La santé de Baldwin se dégradait ; il fumait, buvait beaucoup. Au printemps 1987, on découvrit qu’il avait un cancer de l’œsophage. On l’opéra, mais les résultats n’étaient guère encourageants, et il fut transporté à Saint-Paul-de-Vence où il passa les derniers mois de sa vie entouré de proches, dont son frère, David, son biographe, David Leeming, et son ancien amant, Lucien Happersberger, qui venait de mettre fin à son troisième mariage.
James Baldwin mourut chez lui, en France, puis son corps fut rapatrié à New York, où eut lieu une messe d’adieu, le 8 décembre, à St John the Divine, l’immense cathédrale inachevée qui s’élève entre Harlem et l’Upper West Side. Plusieurs personnes prirent la parole, notamment Maya Angelou, Toni Morrison et Amiri Baraka, dont les éloges funèbres furent publiés par la New York Times Book Review. Tous célébraient l’écrivain noir, aucun l’écrivain gay. Le New York Times ne mentionna son homosexualité que pour dire qu’on lui avait reproché d’en parler trop ouvertement dans son œuvre romanesque. La Chambre de Giovanni et Un autre pays, ses meilleurs romans, étaient à peiné cités, on se souvenait surtout de l’essayiste. La « dégayisation » de James Baldwin avait commencé.
Robert Ferro envoya une lettre au New York Times pour dire qu’il déplorait ce silence : « Rien, ou presque, n’a été dit sur sa contribution importante dans ce domaine. Sans doute n’est-ce pas très surprenant, et sans doute est-ce à nous, gay, de le revendiquer comme champion, à l’image de ce qu’ont fait les Noirs. En tant qu’homme et en tant qu’écrivain, Baldwin était noir et gay : c’est ce mélange qui lui a permis de trouver sa voix, sa force et sa couronne. »

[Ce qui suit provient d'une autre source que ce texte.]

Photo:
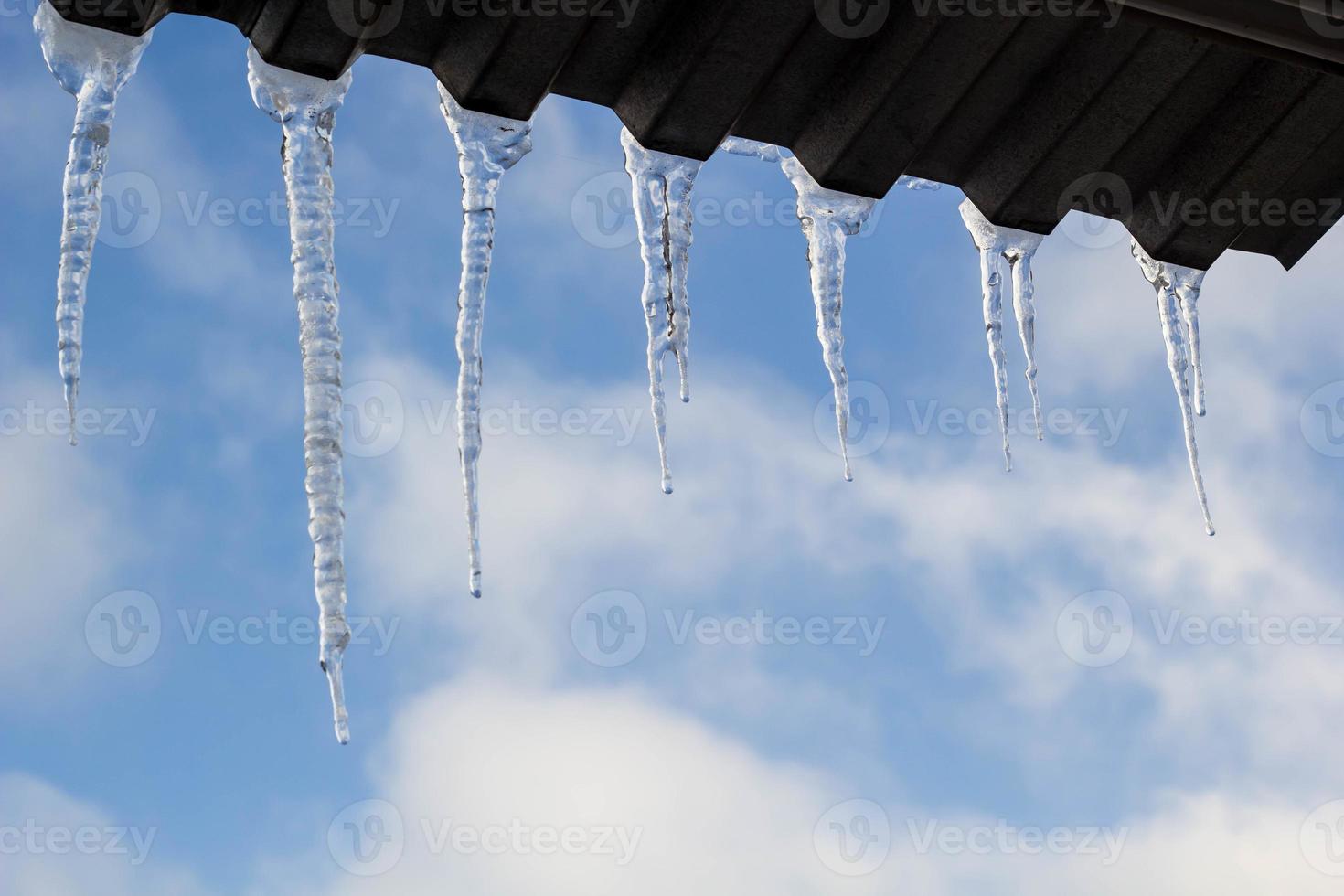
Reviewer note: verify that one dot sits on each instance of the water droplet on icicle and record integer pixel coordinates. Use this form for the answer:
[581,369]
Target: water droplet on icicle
[828,219]
[305,108]
[486,146]
[1189,283]
[1017,248]
[93,65]
[661,188]
[1169,281]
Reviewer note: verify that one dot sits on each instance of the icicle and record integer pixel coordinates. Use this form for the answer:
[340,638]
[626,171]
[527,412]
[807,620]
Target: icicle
[1187,283]
[486,146]
[1166,280]
[918,183]
[752,149]
[1019,249]
[661,188]
[989,242]
[305,108]
[93,65]
[828,219]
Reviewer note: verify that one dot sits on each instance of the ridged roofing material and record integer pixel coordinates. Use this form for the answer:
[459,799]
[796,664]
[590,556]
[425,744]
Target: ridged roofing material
[1203,125]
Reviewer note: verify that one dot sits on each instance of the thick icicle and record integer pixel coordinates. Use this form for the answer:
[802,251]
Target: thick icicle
[93,65]
[661,188]
[1187,283]
[486,146]
[1166,280]
[305,108]
[828,219]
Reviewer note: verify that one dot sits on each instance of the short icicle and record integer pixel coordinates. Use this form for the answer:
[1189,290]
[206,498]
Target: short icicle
[305,108]
[1019,249]
[93,65]
[989,242]
[486,146]
[828,219]
[1167,278]
[661,186]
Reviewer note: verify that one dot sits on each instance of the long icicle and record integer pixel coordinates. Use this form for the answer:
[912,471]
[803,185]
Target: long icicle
[305,109]
[1164,280]
[93,65]
[1019,249]
[661,188]
[486,146]
[1189,283]
[828,219]
[989,242]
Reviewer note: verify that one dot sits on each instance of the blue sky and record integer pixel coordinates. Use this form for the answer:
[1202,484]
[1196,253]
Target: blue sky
[1197,747]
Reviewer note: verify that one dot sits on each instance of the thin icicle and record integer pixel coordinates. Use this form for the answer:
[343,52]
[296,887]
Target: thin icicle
[486,146]
[1019,249]
[989,242]
[93,65]
[1164,280]
[752,149]
[305,108]
[1189,283]
[828,219]
[661,186]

Depuis, le monde littéraire continue à minimiser, ou ignorer, la sexualité de l’écrivain, comme s’il était trop difficile de prendre en compte les deux aspects minoritaires de sa personnalité en même temps. Chacun sacrifie l’aspect qui le met mal à l’aise, et le portrait de Baldwin est toujours incomplet. L’écrivain est présenté comme
un auteur ayant beaucoup promis mais peu donné. On garde essentiellement le souvenir d’un superbe orateur et d’un exemple de l’échec du rêve américain – et non du grand romancier qu’il était.
A l’époque où il rédigea sa lettre, Robert Ferro souffrait du sida. Lui et son compagnon, Michael Grumley, moururent à l’été 1988, à dix semaines d’écart.